Ärger mit dem Stromanbieter

Ob durch Netzsperre wie jüngst in Wuppertal oder gar durch Insolvenz: Wenn Stromanbieter nicht mehr liefern, wirft das viele Fragen auf: Was müssen Kunden tun? Von wem beziehen sie Strom? Verlieren sie ihre Vorauszahlungen? Die Verbraucherzentrale gibt Antworten.

Im Januar 2013 bekamen Wuppertaler Stromkunden überraschend Post: Der örtliche Netzbetreiber WSW Netz GmbH teilte mit, dass er seit dem 18. des Monats keinen Strom der Anbieter Optimal Grün und Löwenzahn Energie mehr durch das Wuppertaler Netz leitete. Laut Medienberichten war der Grund, dass diese beiden Töchter der Berliner Flexstrom AG ihre Netzentgelte nicht vollständig gezahlt hätten. Die Folge: Stromkunden in Wuppertal, die mit Löwenzahn oder Optimal Grün einen Vertrag haben, wurden nicht mehr von diesen Anbietern beliefert. Strom floss zwar weiterhin, aber der kam zunächst vom Grundversorger WSW Energie- und Wasser – mit dem sie gar keinen Vertrag abgeschlossen hatten.

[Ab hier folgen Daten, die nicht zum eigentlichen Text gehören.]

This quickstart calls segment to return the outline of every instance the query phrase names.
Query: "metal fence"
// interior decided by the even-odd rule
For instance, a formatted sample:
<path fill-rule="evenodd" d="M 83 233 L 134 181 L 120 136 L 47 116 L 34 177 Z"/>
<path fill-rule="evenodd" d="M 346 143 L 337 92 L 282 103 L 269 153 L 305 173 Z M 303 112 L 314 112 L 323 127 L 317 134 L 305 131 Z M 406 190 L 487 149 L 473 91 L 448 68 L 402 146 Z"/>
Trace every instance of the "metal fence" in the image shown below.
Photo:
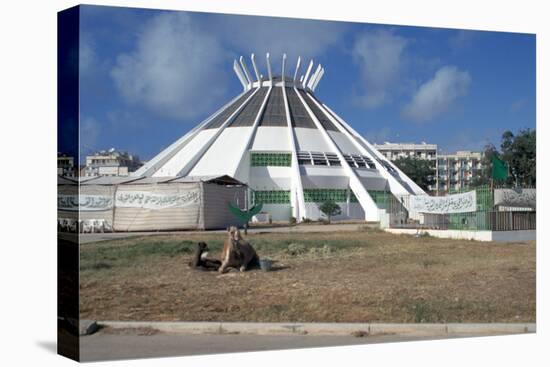
<path fill-rule="evenodd" d="M 470 189 L 472 190 L 472 189 Z M 468 189 L 453 193 L 467 192 Z M 504 208 L 493 205 L 493 190 L 488 186 L 475 188 L 476 211 L 453 214 L 409 213 L 410 196 L 399 198 L 391 193 L 377 193 L 377 204 L 389 214 L 392 228 L 454 229 L 454 230 L 534 230 L 536 211 L 527 208 Z"/>

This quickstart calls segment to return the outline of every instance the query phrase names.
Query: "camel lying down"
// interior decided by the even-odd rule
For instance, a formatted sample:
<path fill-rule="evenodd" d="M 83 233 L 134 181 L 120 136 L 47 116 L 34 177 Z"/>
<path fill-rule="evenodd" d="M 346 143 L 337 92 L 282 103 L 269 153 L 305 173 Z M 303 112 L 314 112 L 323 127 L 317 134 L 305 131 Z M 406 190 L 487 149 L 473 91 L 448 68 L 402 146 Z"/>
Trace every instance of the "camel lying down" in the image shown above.
<path fill-rule="evenodd" d="M 223 243 L 222 264 L 218 271 L 223 273 L 228 267 L 237 268 L 240 271 L 258 267 L 260 258 L 252 245 L 242 238 L 239 229 L 231 226 L 227 232 L 227 239 Z"/>
<path fill-rule="evenodd" d="M 199 242 L 193 260 L 189 262 L 189 266 L 197 270 L 218 270 L 222 262 L 217 259 L 208 258 L 208 251 L 208 245 L 205 242 Z"/>

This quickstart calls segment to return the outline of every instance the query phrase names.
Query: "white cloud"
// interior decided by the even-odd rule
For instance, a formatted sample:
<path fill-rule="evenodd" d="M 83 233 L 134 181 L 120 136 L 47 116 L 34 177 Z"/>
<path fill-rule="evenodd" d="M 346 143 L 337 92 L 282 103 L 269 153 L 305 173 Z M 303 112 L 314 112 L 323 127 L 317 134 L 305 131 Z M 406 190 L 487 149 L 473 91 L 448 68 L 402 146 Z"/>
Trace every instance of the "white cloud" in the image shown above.
<path fill-rule="evenodd" d="M 353 46 L 353 60 L 359 65 L 364 92 L 358 96 L 366 108 L 387 103 L 399 79 L 407 39 L 388 30 L 364 33 Z"/>
<path fill-rule="evenodd" d="M 164 13 L 138 34 L 136 49 L 111 70 L 131 104 L 161 116 L 191 119 L 209 112 L 225 93 L 225 51 L 185 13 Z"/>
<path fill-rule="evenodd" d="M 81 153 L 87 154 L 97 150 L 97 139 L 101 133 L 101 125 L 93 117 L 84 117 L 80 121 Z"/>
<path fill-rule="evenodd" d="M 432 120 L 447 111 L 456 99 L 466 95 L 471 81 L 467 71 L 460 71 L 455 66 L 440 68 L 432 79 L 418 88 L 403 108 L 403 117 L 417 122 Z"/>

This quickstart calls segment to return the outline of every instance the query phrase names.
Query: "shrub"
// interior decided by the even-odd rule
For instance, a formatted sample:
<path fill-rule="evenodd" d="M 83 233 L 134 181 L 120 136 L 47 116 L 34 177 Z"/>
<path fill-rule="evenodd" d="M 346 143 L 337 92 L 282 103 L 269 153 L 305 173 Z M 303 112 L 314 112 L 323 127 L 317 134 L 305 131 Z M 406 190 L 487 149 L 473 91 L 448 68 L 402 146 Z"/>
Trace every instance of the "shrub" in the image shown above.
<path fill-rule="evenodd" d="M 286 248 L 286 253 L 290 256 L 298 256 L 305 254 L 307 252 L 306 246 L 302 245 L 301 243 L 291 243 Z"/>
<path fill-rule="evenodd" d="M 336 204 L 332 200 L 327 200 L 323 204 L 321 204 L 319 206 L 319 210 L 327 216 L 328 223 L 330 223 L 330 218 L 342 213 L 342 208 L 340 208 L 340 205 Z"/>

Löwenzahn Energie reagierte prompt – und schrieb seine Kunden ebenfalls an. Tenor: Löwenzahn halte die Durchleitungssperre für seinen Strom durch die WSW Netz GmbH für rechtswidrig und habe einen Missbrauchsantrag bei der Bundesnetzagentur eingereicht. Auf der Homepage versicherte Löwenzahn-Mutter Flexstrom, dass für alle Kunden der Unternehmensgruppe der Netzzugang im Gebiet der WSW gesichert sei und ihnen kein finanzieller Nachteil entstehe.

Es stand Aussage gegen Aussage – und die Kunden waren tief verunsichert. In solch zweifelhaften Fällen empfiehlt die Verbraucherzentrale, den Stromanbieter per Musterbrief anzuschreiben – und damit bei ausbleibender Lieferbestätigung automatisch zu kündigen.

Keine Angst vor Stromausfall

Netzsperre kann ein Grund sein, dass der eigene Versorger nicht mehr liefert, eine weiterer ist dessen Insolvenz. Auf keinen Fall müssen Kunden aber fürchten, plötzlich ohne Elektrizität dazustehen. Kann der Vertragspartner nicht mehr liefern, erhält der Kunde ab diesem Zeitpunkt automatisch – und ohne es an Geräten oder im Haushalt zu merken – den Strom vom örtlichen Grundversorger. Das ist derjenige Anbieter, der vor Ort die meisten Kunden hat, meist sind es die Stadtwerke. Grundversorger sind in solchen Notfällen gesetzlich zur Stromlieferung verpflichtet.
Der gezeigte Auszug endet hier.